Keys (or unique indices) can be seen as "a stronger kind of index". A key is an index which is also constrained to be unique: having two rows with the same key in a table is forbidden, for any key defined on the table. The interpretation the various databases give to this concept varies, however. For some (including MySQL), a key is merely an alias for "index". For others, indices can be used to enforce constraints but have no impact on data organization while keys do. For further information on your server's concept of keys, consult its manual.

One key is special, and is named "primary key". The data is usually put in storage in such a way that read operations involving only the primary key are even faster than operation involving keys or indices. It is also usually very slow to update, and is not allowed to contain NULL values.

Unique indices are the way provided by SQL to avoid duplicate rows, defining one that spans all the columns you wish to maintain unique, maybe even all of them. There can be multiple constraints, that can be expressed by defining multiple indices.

The syntax to create an index varies from RDBMS to RDBMS. However, there are two main syntaxes we'll explain here. Consult your server's documentation for details on the syntax it supports.

MySQL Syntax

MySQL has indices and keys definitions inside table creation clauses. The basic syntax is:

CREATE TABLE name ( declaration [, declaration ...])

where a declaration is either a column declaration, a key declaration or an index declaration. For columns declaration, see the Creating Tables page.

For indices, unique indices and primary key the syntax is respectively:

PRIMARY KEY (column [,column...]) UNIQUE INDEX index_name (column [,column...]) INDEX index_name (column [,column...])

The names for indices (unique or not) must be unique in a table (no pun intended).

This is the defininion for the "areas" table in the sample database:

CREATE TABLE areas (
  id tinyint NOT NULL auto_increment,
  name char(20) NOT NULL,
  PRIMARY KEY (id),
  UNIQUE INDEX name (name)
)

There are two constraints: the area id must be unique, as must the area name. Joins are made on the primary key for efficiency purposes.

Postgres Syntax

With PostgreSQL and other databases indices are seen not as part of a table definition, but are "external" entities attached to a table. They are created by a CREATE clause, whose basic syntax is

CREATE [UNIQUE] INDEX ON table (column [, column])

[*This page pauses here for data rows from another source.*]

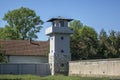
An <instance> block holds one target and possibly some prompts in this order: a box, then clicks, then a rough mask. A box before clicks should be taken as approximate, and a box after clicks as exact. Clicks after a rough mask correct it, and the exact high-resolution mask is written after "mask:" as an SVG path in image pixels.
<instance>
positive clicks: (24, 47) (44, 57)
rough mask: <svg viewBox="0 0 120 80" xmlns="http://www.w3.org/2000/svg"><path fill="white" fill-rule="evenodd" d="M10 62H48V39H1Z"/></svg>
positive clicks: (12, 62)
mask: <svg viewBox="0 0 120 80" xmlns="http://www.w3.org/2000/svg"><path fill="white" fill-rule="evenodd" d="M0 45H1V47H2V50H3V51H4V52H5V55H6V58H7V60H8V62H9V63H47V62H48V57H47V55H48V52H49V51H48V50H49V42H48V41H29V40H0Z"/></svg>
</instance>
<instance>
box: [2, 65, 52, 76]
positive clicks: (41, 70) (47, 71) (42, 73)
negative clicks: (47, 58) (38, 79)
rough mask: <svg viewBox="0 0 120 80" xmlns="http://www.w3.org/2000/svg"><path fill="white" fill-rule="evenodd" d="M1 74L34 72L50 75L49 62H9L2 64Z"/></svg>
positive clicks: (9, 73)
mask: <svg viewBox="0 0 120 80" xmlns="http://www.w3.org/2000/svg"><path fill="white" fill-rule="evenodd" d="M0 74H33V75H40V76H47V75H50V74H51V72H50V66H49V64H48V63H40V64H34V63H7V64H0Z"/></svg>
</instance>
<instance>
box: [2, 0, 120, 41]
mask: <svg viewBox="0 0 120 80" xmlns="http://www.w3.org/2000/svg"><path fill="white" fill-rule="evenodd" d="M20 7H26V8H30V9H33V10H34V11H35V12H36V14H37V15H38V16H40V17H41V19H42V20H43V21H44V22H45V23H44V25H43V28H42V29H41V31H40V33H38V37H39V38H38V40H43V41H44V40H47V39H48V37H47V36H46V35H45V29H46V28H48V27H49V26H50V23H47V22H46V21H47V20H48V19H50V18H52V17H57V16H63V17H65V18H72V19H76V20H80V21H81V22H82V23H83V24H84V25H88V26H91V27H93V28H94V29H95V30H96V31H97V32H98V33H99V32H100V30H101V29H102V28H104V29H105V31H107V32H109V31H110V30H115V31H120V0H1V1H0V27H4V25H5V24H6V22H5V21H3V20H2V18H3V16H4V14H5V13H7V12H8V11H9V10H14V9H18V8H20Z"/></svg>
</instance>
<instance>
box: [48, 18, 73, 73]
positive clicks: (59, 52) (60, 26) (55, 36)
mask: <svg viewBox="0 0 120 80" xmlns="http://www.w3.org/2000/svg"><path fill="white" fill-rule="evenodd" d="M70 21H72V19H66V18H62V17H60V16H59V17H57V18H51V19H49V20H48V22H52V26H51V27H49V28H48V29H46V34H47V35H48V36H50V53H49V64H50V68H51V74H52V75H54V74H60V73H64V74H66V73H68V62H69V61H70V60H71V53H70V34H72V33H73V30H71V29H70V28H69V27H68V22H70Z"/></svg>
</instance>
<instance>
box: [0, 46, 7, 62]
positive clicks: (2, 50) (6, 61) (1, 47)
mask: <svg viewBox="0 0 120 80" xmlns="http://www.w3.org/2000/svg"><path fill="white" fill-rule="evenodd" d="M6 62H7V60H6V58H5V52H4V51H3V50H2V47H1V45H0V63H6Z"/></svg>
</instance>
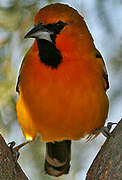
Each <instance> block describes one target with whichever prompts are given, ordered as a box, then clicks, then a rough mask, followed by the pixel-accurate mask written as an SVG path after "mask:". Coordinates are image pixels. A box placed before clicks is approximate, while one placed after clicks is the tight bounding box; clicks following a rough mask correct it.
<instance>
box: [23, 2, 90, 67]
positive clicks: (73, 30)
mask: <svg viewBox="0 0 122 180" xmlns="http://www.w3.org/2000/svg"><path fill="white" fill-rule="evenodd" d="M34 24H35V27H34V28H33V29H32V30H30V31H29V32H28V33H27V34H26V35H25V38H36V42H37V44H38V47H39V52H40V53H39V54H40V56H41V59H43V57H44V56H45V54H44V53H42V51H43V52H44V50H45V48H47V47H48V48H47V49H50V54H53V52H52V51H53V50H52V47H55V48H56V50H57V58H59V59H61V56H63V58H64V56H67V55H68V56H69V59H71V57H70V54H71V52H72V57H75V58H77V54H78V52H80V53H81V47H82V54H83V52H84V53H85V51H87V50H88V48H89V47H90V46H92V44H93V43H90V41H92V37H91V35H90V33H89V31H88V29H87V26H86V24H85V22H84V20H83V18H82V17H81V16H80V15H79V14H78V12H77V11H76V10H74V9H73V8H71V7H69V6H68V5H64V4H58V3H56V4H51V5H48V6H46V7H44V8H42V9H41V10H40V11H39V12H38V13H37V14H36V15H35V19H34ZM86 39H87V41H86ZM88 42H89V45H88ZM90 48H91V47H90ZM42 54H43V55H42ZM58 54H59V56H60V57H59V56H58ZM46 58H48V57H47V56H46V57H44V59H46ZM52 58H54V56H53V57H52ZM55 59H56V58H55ZM56 66H57V65H56Z"/></svg>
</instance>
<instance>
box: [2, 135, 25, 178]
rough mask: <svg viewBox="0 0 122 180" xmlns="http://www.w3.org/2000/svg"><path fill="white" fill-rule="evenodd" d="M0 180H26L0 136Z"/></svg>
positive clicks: (20, 168) (18, 166) (23, 172)
mask: <svg viewBox="0 0 122 180" xmlns="http://www.w3.org/2000/svg"><path fill="white" fill-rule="evenodd" d="M0 180H28V178H27V177H26V175H25V174H24V172H23V171H22V169H21V167H20V166H19V164H18V163H17V162H15V160H14V158H13V154H12V152H11V150H10V149H9V148H8V146H7V144H6V143H5V141H4V139H3V137H2V136H1V135H0Z"/></svg>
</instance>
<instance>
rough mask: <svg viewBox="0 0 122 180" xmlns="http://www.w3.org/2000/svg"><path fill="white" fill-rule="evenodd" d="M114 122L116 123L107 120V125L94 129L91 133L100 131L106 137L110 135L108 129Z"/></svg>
mask: <svg viewBox="0 0 122 180" xmlns="http://www.w3.org/2000/svg"><path fill="white" fill-rule="evenodd" d="M115 124H117V123H113V122H108V123H107V126H104V127H102V128H97V129H95V131H94V132H93V135H95V134H99V133H100V132H101V133H102V134H103V135H104V136H105V137H107V138H108V137H110V136H111V132H110V130H111V128H112V126H113V125H115Z"/></svg>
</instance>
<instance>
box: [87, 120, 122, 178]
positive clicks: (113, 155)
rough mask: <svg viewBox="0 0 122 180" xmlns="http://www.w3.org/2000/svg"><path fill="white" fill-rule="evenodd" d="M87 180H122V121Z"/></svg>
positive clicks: (103, 148)
mask: <svg viewBox="0 0 122 180" xmlns="http://www.w3.org/2000/svg"><path fill="white" fill-rule="evenodd" d="M86 180H122V119H121V120H120V122H119V123H118V125H117V126H116V128H115V129H114V130H113V132H112V135H111V136H110V138H107V139H106V141H105V143H104V144H103V146H102V148H101V150H100V151H99V153H98V154H97V156H96V158H95V159H94V161H93V163H92V165H91V167H90V169H89V170H88V172H87V177H86Z"/></svg>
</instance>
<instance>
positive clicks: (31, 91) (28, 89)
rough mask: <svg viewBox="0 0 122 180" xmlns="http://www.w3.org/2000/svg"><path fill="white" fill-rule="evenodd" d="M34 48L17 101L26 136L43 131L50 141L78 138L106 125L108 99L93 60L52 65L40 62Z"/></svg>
mask: <svg viewBox="0 0 122 180" xmlns="http://www.w3.org/2000/svg"><path fill="white" fill-rule="evenodd" d="M33 48H35V47H34V46H33V47H32V49H31V50H30V51H29V53H28V54H27V56H26V61H25V62H24V63H23V65H22V69H21V73H20V75H21V77H20V83H19V91H20V95H19V98H18V101H17V116H18V121H19V123H20V125H21V127H22V130H23V132H24V134H25V137H26V138H27V139H33V138H35V136H36V135H37V134H40V136H41V137H42V140H43V141H46V142H49V141H59V140H64V139H71V140H76V139H80V138H82V137H83V136H84V135H86V134H92V132H93V131H94V130H95V129H96V128H98V127H102V126H103V125H104V122H105V119H106V117H107V113H108V99H107V96H106V94H105V91H104V88H103V80H102V77H101V76H100V74H99V73H97V72H95V69H94V68H96V67H95V66H94V64H93V62H92V61H89V63H88V61H87V60H81V59H77V60H75V58H74V60H73V61H70V62H67V61H64V62H62V63H61V64H60V65H59V67H58V69H52V68H50V67H48V66H45V65H44V64H43V63H41V62H40V59H39V57H38V54H37V53H36V51H34V50H33ZM33 52H35V53H33ZM63 58H65V57H63Z"/></svg>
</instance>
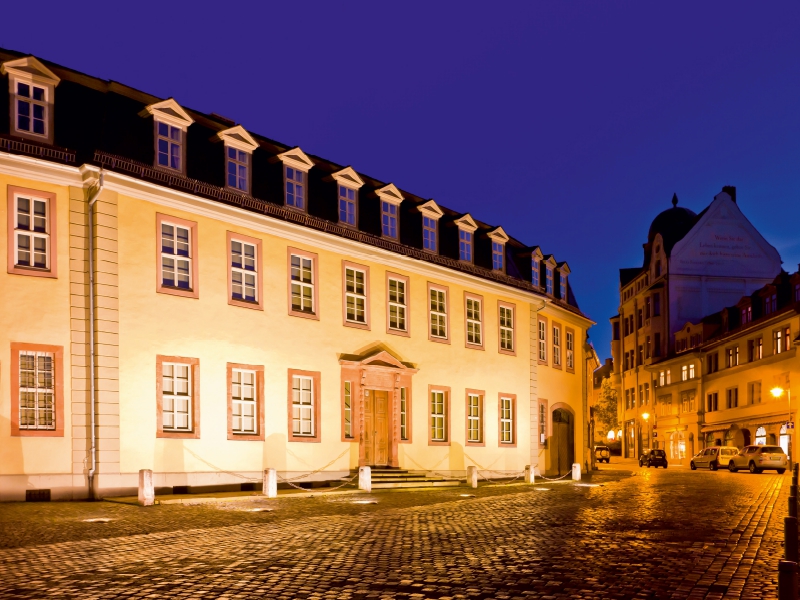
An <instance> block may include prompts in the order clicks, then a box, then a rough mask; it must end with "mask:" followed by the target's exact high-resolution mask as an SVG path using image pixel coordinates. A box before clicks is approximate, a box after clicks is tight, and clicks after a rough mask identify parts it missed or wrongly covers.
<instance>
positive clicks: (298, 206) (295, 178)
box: [284, 165, 306, 210]
mask: <svg viewBox="0 0 800 600" xmlns="http://www.w3.org/2000/svg"><path fill="white" fill-rule="evenodd" d="M284 179H285V181H286V189H285V192H286V206H291V207H294V208H297V209H299V210H305V209H306V173H305V172H304V171H301V170H300V169H295V168H294V167H290V166H288V165H287V166H284Z"/></svg>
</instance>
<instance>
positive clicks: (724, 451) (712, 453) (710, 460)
mask: <svg viewBox="0 0 800 600" xmlns="http://www.w3.org/2000/svg"><path fill="white" fill-rule="evenodd" d="M737 454H739V449H738V448H736V447H735V446H711V447H710V448H706V449H705V450H701V451H700V452H698V453H697V454H695V455H694V456H693V457H692V461H691V462H690V463H689V467H691V469H692V470H693V471H694V470H695V469H705V468H708V469H710V470H711V471H716V470H717V469H719V468H720V467H722V468H724V467H727V466H728V465H729V464H730V461H731V459H732V458H733V457H734V456H736V455H737Z"/></svg>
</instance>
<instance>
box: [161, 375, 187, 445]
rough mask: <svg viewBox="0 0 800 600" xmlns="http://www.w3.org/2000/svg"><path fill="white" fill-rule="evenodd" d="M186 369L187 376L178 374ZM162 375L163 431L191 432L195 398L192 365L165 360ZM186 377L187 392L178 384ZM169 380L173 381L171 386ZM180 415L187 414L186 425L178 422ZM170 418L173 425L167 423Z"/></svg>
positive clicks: (183, 379)
mask: <svg viewBox="0 0 800 600" xmlns="http://www.w3.org/2000/svg"><path fill="white" fill-rule="evenodd" d="M167 369H171V373H170V374H169V375H168V374H167ZM184 370H185V373H186V377H185V378H184V377H181V376H180V375H179V374H178V373H179V372H182V371H184ZM181 374H182V373H181ZM160 377H161V429H162V431H167V432H175V433H187V432H191V431H192V429H193V420H192V419H193V415H192V412H193V410H194V406H193V402H194V398H193V396H192V391H193V390H192V385H193V382H192V365H190V364H187V363H172V362H164V363H162V364H161V374H160ZM184 379H185V383H186V391H185V393H184V392H182V391H181V390H180V389H179V388H178V386H177V385H176V384H177V383H178V382H179V381H183V380H184ZM168 381H171V382H172V383H171V385H170V386H169V387H168V386H167V382H168ZM184 405H185V406H184ZM179 416H185V419H186V424H185V426H184V425H181V424H179V423H178V419H177V417H179ZM168 420H169V421H171V423H172V424H171V425H168V424H167V421H168Z"/></svg>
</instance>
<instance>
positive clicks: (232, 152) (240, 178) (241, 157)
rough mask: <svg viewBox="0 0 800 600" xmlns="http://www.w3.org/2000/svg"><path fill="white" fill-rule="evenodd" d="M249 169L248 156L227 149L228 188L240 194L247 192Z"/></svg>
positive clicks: (238, 152)
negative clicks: (238, 192) (227, 157)
mask: <svg viewBox="0 0 800 600" xmlns="http://www.w3.org/2000/svg"><path fill="white" fill-rule="evenodd" d="M249 168H250V155H249V154H248V153H247V152H242V151H241V150H237V149H236V148H231V147H230V146H229V147H228V187H232V188H234V189H237V190H241V191H242V192H247V191H248V189H247V188H248V177H247V170H248V169H249Z"/></svg>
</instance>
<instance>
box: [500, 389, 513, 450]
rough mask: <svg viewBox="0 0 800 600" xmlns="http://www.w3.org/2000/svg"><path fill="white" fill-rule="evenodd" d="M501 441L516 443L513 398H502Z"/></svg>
mask: <svg viewBox="0 0 800 600" xmlns="http://www.w3.org/2000/svg"><path fill="white" fill-rule="evenodd" d="M500 441H501V442H502V443H504V444H513V443H514V408H513V400H512V399H511V398H500Z"/></svg>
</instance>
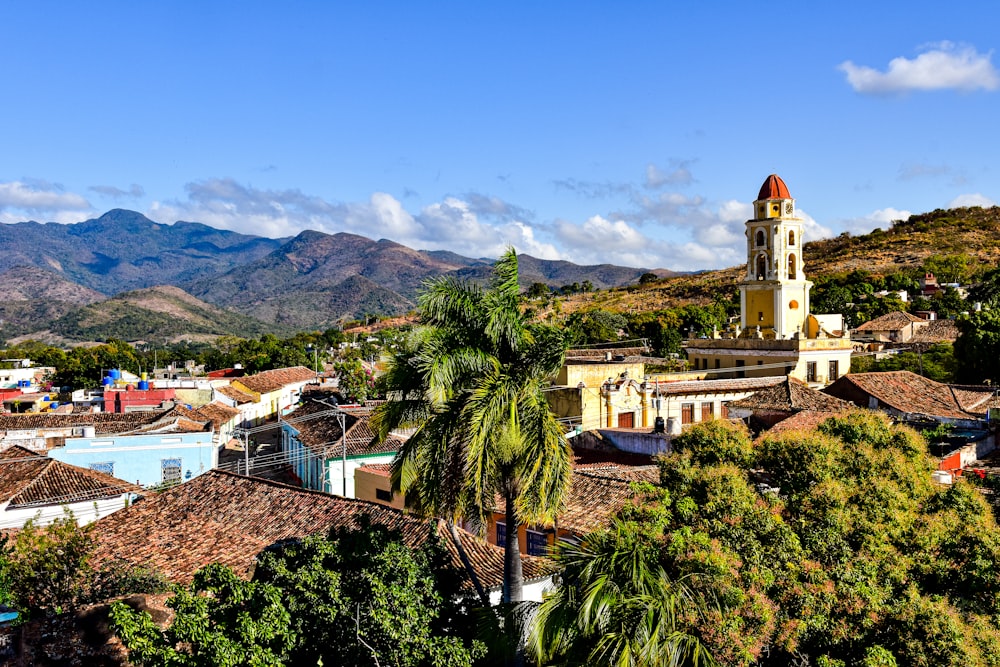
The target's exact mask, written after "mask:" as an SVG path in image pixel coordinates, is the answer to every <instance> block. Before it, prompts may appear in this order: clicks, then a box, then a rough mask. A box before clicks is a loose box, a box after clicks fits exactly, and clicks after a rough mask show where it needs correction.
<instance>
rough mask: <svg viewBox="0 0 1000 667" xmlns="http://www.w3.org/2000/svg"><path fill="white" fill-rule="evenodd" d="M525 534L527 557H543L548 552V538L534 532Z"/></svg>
mask: <svg viewBox="0 0 1000 667" xmlns="http://www.w3.org/2000/svg"><path fill="white" fill-rule="evenodd" d="M525 532H526V533H527V534H528V555H529V556H544V555H545V554H546V553H547V552H548V550H549V536H548V535H546V534H545V533H539V532H538V531H535V530H528V531H525Z"/></svg>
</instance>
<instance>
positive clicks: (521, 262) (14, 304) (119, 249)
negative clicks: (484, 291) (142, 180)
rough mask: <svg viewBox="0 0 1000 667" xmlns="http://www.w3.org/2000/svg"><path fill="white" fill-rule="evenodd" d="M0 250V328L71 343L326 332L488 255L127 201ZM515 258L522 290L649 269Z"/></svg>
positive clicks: (390, 313) (621, 281) (579, 282)
mask: <svg viewBox="0 0 1000 667" xmlns="http://www.w3.org/2000/svg"><path fill="white" fill-rule="evenodd" d="M0 247H2V248H3V249H4V252H3V253H0V284H2V285H3V286H4V287H5V289H4V290H3V292H2V295H0V338H7V339H9V338H12V337H17V336H24V335H33V334H38V335H39V337H42V338H45V337H49V338H50V339H52V340H53V341H57V340H58V341H63V342H72V341H80V340H94V339H103V338H107V337H109V336H115V337H121V338H126V339H130V340H134V339H146V338H148V337H149V335H150V334H151V333H153V332H156V333H157V335H158V336H159V337H161V338H167V339H169V338H171V337H175V338H176V337H184V336H188V337H190V336H195V337H204V336H212V335H222V334H237V335H256V334H258V333H262V332H274V333H281V334H284V333H288V332H291V331H295V330H304V329H322V328H326V327H329V326H333V325H335V324H337V323H340V322H343V321H344V320H346V319H353V318H356V317H360V316H363V315H369V314H370V315H396V314H400V313H405V312H406V311H408V310H412V309H413V308H414V306H415V299H416V296H417V294H418V292H419V290H420V287H421V285H422V283H423V281H424V280H426V279H428V278H432V277H436V276H442V275H454V276H456V277H459V278H465V279H469V280H482V279H484V278H485V277H487V276H488V275H489V270H490V267H491V265H492V261H491V260H488V259H481V258H479V259H473V258H467V257H462V256H460V255H457V254H455V253H452V252H448V251H421V250H414V249H412V248H408V247H406V246H403V245H401V244H399V243H395V242H393V241H389V240H386V239H382V240H378V241H374V240H371V239H368V238H365V237H363V236H358V235H355V234H347V233H338V234H325V233H322V232H318V231H304V232H301V233H300V234H298V235H296V236H295V237H292V238H280V239H269V238H264V237H259V236H253V235H248V234H240V233H237V232H232V231H228V230H221V229H215V228H213V227H210V226H208V225H204V224H201V223H197V222H185V221H178V222H175V223H173V224H170V225H165V224H160V223H156V222H153V221H152V220H150V219H148V218H147V217H145V216H144V215H142V214H140V213H136V212H134V211H127V210H123V209H115V210H112V211H109V212H107V213H105V214H104V215H102V216H100V217H99V218H96V219H92V220H86V221H84V222H79V223H75V224H59V223H51V222H50V223H38V222H20V223H14V224H2V225H0ZM519 261H520V265H521V280H522V284H523V285H524V286H526V287H527V286H528V285H530V284H531V283H533V282H542V283H545V284H547V285H549V286H552V287H559V286H562V285H566V284H572V283H574V282H576V283H581V282H583V281H584V280H589V281H590V283H591V284H592V285H593V286H594V287H595V288H598V289H599V288H607V287H615V286H620V285H625V284H629V283H634V282H635V281H636V280H637V279H638V278H639V276H641V275H642V274H643V273H645V272H646V271H647V270H646V269H635V268H629V267H620V266H613V265H607V264H605V265H599V266H579V265H576V264H572V263H570V262H562V261H549V260H541V259H536V258H534V257H530V256H527V255H521V256H519ZM654 272H655V273H656V274H657V275H660V276H667V275H671V274H672V272H670V271H666V270H656V271H654ZM154 287H155V288H158V290H155V291H154V292H148V291H144V290H149V289H150V288H154ZM167 288H169V289H167Z"/></svg>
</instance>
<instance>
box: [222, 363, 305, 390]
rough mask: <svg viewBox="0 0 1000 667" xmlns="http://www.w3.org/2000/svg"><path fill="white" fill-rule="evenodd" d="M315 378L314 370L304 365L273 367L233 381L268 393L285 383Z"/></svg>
mask: <svg viewBox="0 0 1000 667" xmlns="http://www.w3.org/2000/svg"><path fill="white" fill-rule="evenodd" d="M315 378H316V371H313V370H309V369H308V368H306V367H305V366H292V367H291V368H275V369H274V370H270V371H264V372H263V373H257V374H256V375H247V376H246V377H241V378H239V379H237V380H234V382H238V383H239V384H241V385H243V386H244V387H246V388H247V389H249V390H250V391H255V392H257V393H258V394H268V393H270V392H272V391H277V390H278V389H281V388H282V387H284V386H286V385H290V384H295V383H297V382H308V381H310V380H313V379H315Z"/></svg>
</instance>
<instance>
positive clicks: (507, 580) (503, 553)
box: [503, 490, 524, 603]
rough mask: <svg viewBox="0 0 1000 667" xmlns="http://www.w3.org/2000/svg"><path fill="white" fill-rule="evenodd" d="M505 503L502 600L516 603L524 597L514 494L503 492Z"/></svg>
mask: <svg viewBox="0 0 1000 667" xmlns="http://www.w3.org/2000/svg"><path fill="white" fill-rule="evenodd" d="M504 501H505V503H506V505H507V516H506V517H505V519H506V521H507V534H506V536H505V539H504V552H503V601H504V602H505V603H517V602H521V601H522V600H523V599H524V573H523V572H522V570H521V544H520V541H519V540H518V532H519V531H518V528H519V526H518V523H519V520H518V517H517V510H516V509H515V508H514V494H513V493H512V492H511V491H509V490H508V491H505V492H504Z"/></svg>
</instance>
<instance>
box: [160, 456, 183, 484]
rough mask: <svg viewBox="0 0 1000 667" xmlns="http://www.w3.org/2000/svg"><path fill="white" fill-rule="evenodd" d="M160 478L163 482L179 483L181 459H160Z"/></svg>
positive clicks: (180, 473) (169, 483) (179, 477)
mask: <svg viewBox="0 0 1000 667" xmlns="http://www.w3.org/2000/svg"><path fill="white" fill-rule="evenodd" d="M160 476H161V477H160V479H161V481H162V482H163V483H164V484H180V483H181V460H180V459H160Z"/></svg>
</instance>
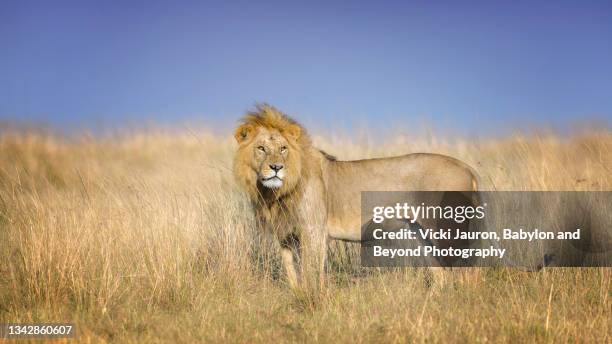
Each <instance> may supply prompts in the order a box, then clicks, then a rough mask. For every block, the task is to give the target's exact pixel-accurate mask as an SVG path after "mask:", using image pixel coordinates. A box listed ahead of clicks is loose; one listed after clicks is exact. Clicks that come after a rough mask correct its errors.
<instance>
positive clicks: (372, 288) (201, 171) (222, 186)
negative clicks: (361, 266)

Primary keys are defined using the same syntax as MySQL.

The definition above would have been with PostgreSQL:

CREATE SEQUENCE areas_seq

CREATE TABLE areas (
  id tinyint NOT NULL DEFAULT NEXTVAL('areas_seq'),
  name char(20) NOT NULL,
  PRIMARY KEY (id)
)

CREATE UNIQUE INDEX unique_area ON areas (name)

Notice that recent versions of MySQL (3.22 and later) and PostgreSQL support both syntax styles.

Single-Column Primary Keys

If your table has a primary key spanning over a single column, you can declare it simply appending the "PRIMARY KEY" keyword to the column definition:

CREATE TABLE areas (
       id tinyint NOT NULL auto_increment PRIMARY KEY,
       ...
)

Notice that in most cases the PRIMARY KEY clause implies the NOT NULL clause.